BACKGROUND: Many studies have confirmed that "in situ ischemia postconditioning" (ISPostC) and "remote ischemic postconditioning" (RIPostC) can reduce cerebral ischemia/reperfusion injury, but there is no comparison was made on the consistency of neuroprotection in ISPostC and RIPostC to different ischemic duration and number of cycles. NEW METHOD: We used a transient middle cerebral artery occlusion model to compare the neuroprotection of ISPostC and RIPostC. We conducted ISPostC and RIPostC via brief and repeated MCA and Femoral artery occlusion followed by different ischemic duration and number of cycles.

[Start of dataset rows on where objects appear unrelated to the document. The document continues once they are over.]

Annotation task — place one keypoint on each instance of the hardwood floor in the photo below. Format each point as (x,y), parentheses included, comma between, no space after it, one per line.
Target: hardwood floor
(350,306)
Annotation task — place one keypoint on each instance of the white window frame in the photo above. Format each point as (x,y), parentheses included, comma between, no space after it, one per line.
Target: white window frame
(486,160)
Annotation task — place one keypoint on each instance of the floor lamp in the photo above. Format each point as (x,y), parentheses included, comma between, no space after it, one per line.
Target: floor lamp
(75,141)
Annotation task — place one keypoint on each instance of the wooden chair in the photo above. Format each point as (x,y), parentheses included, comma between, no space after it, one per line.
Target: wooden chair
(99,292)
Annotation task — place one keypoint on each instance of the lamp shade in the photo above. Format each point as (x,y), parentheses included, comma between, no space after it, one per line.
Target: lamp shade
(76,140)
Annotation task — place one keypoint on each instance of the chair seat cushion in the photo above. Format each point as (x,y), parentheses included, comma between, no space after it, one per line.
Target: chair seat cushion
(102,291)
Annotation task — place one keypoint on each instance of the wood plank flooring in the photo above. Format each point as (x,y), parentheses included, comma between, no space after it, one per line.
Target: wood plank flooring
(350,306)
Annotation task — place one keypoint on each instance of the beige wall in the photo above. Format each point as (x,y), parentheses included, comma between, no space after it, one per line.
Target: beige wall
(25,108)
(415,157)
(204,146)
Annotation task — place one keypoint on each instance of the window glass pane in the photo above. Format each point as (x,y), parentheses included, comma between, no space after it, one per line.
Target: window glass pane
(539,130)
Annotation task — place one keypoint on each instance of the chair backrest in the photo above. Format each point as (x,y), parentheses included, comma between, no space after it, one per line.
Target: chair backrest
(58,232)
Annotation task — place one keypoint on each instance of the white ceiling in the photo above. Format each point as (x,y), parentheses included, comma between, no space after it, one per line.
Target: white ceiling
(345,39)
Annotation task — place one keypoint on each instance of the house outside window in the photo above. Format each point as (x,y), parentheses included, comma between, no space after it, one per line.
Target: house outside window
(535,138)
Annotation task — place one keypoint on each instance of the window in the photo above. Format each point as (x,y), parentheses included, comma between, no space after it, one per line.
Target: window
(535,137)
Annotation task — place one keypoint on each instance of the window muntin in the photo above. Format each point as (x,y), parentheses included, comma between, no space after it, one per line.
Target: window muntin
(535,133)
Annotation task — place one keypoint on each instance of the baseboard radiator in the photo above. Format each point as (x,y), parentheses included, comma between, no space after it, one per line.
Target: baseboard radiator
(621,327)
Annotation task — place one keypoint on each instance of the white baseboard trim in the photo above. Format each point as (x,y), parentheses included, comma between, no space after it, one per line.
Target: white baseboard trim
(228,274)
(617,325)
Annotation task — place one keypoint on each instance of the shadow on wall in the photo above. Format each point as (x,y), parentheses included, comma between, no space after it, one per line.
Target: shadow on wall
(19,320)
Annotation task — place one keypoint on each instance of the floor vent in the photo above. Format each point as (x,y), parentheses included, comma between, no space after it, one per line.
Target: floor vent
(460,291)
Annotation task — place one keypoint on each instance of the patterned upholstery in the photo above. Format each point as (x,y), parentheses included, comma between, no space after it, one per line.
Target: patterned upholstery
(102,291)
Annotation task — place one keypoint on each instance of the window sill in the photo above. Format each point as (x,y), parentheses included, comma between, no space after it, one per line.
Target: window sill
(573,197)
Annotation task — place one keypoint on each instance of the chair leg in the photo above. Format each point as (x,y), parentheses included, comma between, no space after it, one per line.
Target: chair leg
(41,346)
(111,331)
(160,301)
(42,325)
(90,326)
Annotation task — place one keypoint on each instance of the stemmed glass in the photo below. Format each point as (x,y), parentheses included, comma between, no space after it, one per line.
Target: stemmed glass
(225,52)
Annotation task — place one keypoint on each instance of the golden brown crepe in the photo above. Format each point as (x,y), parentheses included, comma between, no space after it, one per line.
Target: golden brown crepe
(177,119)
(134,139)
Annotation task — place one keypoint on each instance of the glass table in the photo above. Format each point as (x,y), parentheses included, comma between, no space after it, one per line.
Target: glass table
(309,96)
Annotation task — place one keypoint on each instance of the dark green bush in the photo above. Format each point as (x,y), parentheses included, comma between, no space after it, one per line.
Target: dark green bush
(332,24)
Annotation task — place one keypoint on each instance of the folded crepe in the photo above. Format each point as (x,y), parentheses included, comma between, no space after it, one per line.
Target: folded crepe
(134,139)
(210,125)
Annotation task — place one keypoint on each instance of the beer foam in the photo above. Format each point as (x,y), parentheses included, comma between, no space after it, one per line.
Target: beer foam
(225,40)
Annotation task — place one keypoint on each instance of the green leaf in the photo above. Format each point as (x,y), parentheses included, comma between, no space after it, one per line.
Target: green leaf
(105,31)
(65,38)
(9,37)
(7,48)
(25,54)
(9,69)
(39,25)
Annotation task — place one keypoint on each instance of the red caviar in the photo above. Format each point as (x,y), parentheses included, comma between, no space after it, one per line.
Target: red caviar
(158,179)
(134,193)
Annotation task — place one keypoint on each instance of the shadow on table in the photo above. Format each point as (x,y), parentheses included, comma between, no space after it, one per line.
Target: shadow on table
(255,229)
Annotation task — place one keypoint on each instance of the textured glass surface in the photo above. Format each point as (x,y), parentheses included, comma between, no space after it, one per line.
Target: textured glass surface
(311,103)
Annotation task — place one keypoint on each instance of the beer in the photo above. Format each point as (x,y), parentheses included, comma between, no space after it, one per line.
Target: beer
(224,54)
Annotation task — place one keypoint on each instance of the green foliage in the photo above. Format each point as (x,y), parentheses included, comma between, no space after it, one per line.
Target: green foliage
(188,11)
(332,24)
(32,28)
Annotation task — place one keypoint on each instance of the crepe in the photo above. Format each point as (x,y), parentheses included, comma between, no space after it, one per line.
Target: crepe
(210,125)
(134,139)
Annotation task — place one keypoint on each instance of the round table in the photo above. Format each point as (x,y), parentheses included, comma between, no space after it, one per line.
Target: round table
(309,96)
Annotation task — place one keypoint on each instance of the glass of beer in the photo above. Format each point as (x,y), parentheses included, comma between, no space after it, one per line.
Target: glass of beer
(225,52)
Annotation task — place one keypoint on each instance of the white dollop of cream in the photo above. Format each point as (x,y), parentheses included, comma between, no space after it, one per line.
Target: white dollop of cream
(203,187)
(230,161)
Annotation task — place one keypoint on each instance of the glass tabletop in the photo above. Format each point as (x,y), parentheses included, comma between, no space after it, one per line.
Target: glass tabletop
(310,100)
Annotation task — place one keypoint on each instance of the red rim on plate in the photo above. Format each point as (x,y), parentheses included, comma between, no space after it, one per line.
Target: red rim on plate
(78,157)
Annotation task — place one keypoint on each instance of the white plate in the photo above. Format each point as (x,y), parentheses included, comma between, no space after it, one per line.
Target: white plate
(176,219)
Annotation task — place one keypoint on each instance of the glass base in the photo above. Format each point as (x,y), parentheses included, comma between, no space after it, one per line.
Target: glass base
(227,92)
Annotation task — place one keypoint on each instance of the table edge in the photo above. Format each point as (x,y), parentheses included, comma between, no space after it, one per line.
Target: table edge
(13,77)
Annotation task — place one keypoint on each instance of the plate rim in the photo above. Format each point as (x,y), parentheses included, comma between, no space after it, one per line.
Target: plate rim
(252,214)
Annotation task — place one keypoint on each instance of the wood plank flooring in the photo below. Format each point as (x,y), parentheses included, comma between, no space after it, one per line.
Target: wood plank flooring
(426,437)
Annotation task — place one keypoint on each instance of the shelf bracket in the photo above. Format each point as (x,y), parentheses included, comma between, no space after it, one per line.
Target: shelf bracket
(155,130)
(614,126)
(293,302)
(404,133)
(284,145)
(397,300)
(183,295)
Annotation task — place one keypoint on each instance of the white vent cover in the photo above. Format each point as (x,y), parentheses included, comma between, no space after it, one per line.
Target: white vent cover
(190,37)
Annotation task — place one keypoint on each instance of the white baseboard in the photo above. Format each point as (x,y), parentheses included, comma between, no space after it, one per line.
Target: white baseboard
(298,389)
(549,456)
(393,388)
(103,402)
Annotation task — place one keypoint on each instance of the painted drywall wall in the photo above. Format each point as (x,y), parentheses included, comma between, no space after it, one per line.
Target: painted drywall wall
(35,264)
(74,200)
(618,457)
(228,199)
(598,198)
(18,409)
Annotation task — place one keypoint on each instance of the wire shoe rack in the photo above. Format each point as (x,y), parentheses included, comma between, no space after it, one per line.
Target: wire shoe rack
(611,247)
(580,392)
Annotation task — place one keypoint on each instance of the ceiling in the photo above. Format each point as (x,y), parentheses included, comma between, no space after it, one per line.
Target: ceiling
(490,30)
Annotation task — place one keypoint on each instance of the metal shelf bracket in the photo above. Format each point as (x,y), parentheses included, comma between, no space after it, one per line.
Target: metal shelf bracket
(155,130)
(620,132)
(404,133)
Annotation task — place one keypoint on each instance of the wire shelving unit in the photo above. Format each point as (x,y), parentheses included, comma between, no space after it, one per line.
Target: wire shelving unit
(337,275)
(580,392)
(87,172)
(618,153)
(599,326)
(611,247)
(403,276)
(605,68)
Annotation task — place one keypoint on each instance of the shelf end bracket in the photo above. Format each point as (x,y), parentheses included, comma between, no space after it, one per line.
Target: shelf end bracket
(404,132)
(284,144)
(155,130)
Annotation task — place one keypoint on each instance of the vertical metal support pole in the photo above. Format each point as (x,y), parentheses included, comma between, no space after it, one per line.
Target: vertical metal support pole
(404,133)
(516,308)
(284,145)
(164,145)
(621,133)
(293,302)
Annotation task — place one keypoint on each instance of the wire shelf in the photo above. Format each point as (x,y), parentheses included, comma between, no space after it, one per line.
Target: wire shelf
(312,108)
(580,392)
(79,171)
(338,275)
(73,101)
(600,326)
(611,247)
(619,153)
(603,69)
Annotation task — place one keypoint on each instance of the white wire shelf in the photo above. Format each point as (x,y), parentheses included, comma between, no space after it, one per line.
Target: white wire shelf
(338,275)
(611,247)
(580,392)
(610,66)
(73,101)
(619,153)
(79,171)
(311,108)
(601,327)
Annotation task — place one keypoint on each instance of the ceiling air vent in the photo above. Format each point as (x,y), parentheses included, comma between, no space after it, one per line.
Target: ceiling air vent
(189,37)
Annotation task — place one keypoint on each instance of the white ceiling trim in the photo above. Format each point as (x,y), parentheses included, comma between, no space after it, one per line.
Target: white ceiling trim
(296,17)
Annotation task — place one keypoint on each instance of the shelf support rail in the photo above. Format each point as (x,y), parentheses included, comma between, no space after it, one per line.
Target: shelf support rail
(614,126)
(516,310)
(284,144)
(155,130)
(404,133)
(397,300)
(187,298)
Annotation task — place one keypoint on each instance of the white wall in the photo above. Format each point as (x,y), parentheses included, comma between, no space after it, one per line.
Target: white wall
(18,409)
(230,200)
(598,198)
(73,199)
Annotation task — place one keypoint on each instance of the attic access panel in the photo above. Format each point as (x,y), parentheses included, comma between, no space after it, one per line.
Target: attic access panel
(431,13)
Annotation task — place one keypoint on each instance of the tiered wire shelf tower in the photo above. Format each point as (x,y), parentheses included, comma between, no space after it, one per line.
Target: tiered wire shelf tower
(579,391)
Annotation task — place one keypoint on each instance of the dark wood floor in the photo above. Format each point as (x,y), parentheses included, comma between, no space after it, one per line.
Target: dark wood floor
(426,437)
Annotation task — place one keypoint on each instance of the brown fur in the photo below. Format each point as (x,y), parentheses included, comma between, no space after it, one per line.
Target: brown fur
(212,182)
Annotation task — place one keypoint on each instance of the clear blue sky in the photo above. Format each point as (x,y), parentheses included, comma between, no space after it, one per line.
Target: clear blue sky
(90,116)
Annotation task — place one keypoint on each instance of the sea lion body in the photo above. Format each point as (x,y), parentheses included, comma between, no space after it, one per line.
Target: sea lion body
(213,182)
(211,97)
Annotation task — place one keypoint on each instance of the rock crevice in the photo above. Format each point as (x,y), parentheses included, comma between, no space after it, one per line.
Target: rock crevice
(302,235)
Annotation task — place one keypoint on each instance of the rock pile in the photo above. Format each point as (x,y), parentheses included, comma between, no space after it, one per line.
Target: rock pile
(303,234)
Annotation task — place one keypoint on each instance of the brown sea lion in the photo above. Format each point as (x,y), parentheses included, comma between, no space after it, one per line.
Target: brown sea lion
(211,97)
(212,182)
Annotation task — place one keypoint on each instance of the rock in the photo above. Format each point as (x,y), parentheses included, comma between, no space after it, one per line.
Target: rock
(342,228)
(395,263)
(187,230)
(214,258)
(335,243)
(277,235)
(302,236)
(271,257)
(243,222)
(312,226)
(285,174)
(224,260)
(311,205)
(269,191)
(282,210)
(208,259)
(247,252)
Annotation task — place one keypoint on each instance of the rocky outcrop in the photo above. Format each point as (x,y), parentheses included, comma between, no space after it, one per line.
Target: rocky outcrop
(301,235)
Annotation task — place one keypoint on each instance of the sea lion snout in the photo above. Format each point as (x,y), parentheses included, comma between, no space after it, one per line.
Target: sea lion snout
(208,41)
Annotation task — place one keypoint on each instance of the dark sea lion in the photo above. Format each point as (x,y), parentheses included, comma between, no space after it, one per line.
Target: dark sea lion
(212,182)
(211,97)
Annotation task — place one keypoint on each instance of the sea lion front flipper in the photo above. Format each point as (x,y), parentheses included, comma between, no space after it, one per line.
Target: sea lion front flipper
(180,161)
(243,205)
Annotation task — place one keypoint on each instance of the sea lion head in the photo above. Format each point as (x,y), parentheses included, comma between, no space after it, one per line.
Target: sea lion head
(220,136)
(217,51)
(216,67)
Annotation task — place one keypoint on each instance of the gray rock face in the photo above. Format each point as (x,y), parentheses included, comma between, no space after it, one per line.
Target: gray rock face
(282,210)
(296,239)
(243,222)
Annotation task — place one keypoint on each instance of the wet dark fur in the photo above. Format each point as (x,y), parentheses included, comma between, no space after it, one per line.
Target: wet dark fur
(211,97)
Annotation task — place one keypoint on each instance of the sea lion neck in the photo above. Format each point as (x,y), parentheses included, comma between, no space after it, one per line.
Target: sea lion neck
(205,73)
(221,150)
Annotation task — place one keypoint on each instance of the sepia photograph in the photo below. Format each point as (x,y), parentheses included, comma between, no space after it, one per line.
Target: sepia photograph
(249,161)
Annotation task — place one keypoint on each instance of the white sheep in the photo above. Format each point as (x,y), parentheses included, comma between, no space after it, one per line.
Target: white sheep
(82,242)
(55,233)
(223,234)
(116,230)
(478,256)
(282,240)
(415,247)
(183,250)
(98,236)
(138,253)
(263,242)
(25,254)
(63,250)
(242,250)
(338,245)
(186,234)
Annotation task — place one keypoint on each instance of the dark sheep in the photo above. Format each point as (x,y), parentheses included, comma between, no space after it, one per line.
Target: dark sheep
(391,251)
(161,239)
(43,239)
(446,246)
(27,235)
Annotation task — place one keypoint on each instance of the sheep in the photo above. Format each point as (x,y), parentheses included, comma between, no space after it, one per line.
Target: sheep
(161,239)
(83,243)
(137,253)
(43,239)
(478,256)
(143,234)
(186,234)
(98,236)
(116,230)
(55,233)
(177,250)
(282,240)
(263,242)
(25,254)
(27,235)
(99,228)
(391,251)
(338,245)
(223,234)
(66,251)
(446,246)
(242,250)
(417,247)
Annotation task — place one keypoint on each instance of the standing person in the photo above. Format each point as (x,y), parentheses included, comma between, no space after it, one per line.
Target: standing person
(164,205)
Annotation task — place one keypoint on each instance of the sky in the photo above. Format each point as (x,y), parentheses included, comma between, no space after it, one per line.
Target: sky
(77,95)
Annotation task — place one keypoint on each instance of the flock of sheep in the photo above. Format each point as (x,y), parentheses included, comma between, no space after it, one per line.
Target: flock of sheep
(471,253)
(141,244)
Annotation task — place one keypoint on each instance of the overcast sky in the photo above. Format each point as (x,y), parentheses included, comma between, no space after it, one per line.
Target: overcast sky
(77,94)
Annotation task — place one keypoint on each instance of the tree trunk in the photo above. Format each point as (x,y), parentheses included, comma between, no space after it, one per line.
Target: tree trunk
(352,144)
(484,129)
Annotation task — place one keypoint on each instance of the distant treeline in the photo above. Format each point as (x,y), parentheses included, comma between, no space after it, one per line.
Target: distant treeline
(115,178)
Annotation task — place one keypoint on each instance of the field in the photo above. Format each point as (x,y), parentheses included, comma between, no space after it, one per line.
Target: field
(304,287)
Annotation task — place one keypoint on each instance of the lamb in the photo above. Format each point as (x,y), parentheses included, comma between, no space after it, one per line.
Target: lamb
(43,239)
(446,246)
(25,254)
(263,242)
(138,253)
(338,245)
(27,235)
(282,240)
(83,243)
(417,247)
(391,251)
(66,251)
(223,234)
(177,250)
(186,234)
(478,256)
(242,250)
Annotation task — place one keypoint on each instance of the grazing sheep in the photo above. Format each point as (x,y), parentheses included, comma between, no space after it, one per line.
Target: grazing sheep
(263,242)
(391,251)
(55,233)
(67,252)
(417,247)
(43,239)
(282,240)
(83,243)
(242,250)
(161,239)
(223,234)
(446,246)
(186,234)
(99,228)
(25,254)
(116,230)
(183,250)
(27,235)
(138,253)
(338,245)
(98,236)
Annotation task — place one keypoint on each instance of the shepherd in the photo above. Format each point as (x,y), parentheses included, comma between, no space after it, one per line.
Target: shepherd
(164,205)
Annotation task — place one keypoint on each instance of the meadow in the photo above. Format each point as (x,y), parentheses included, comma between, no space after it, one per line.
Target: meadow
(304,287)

Infarct volume, brain edema, Neurological deficit scores and Apoptosis were evaluated. RESULTS: First, the ISPostC with three cycles of 10-s occlusion/30-s release of both carotid arteries and the RIPostC with three cycles of 10-min occlusion/10-min release of the left and right femoral arteries can obviously reduce cerebral infarction size, brain edema, apoptosis, and improve behavioral deficits than other approaches. Second, three cycles of ischemia/reperfusion may be the best for RIPostC. COMPARISON WITH EXISTING METHOD(S): In this paper, we compared different ischemic duration and frequency of ISPostC and RIPostC models to determine the best method. This conclusion helps to unify the experimental methods. CONCLUSIONS: Different ischemic duration and frequency of ischemic postconditioning affect neuroprotection. three cycles of 10-s occlusion/30-s release of both carotid arteries and three cycles of 10-min occlusion/10-min release of both femoral arteries could be the first choice to study mechanisms of ischemic postconditioning and be conducive to the unification of research results.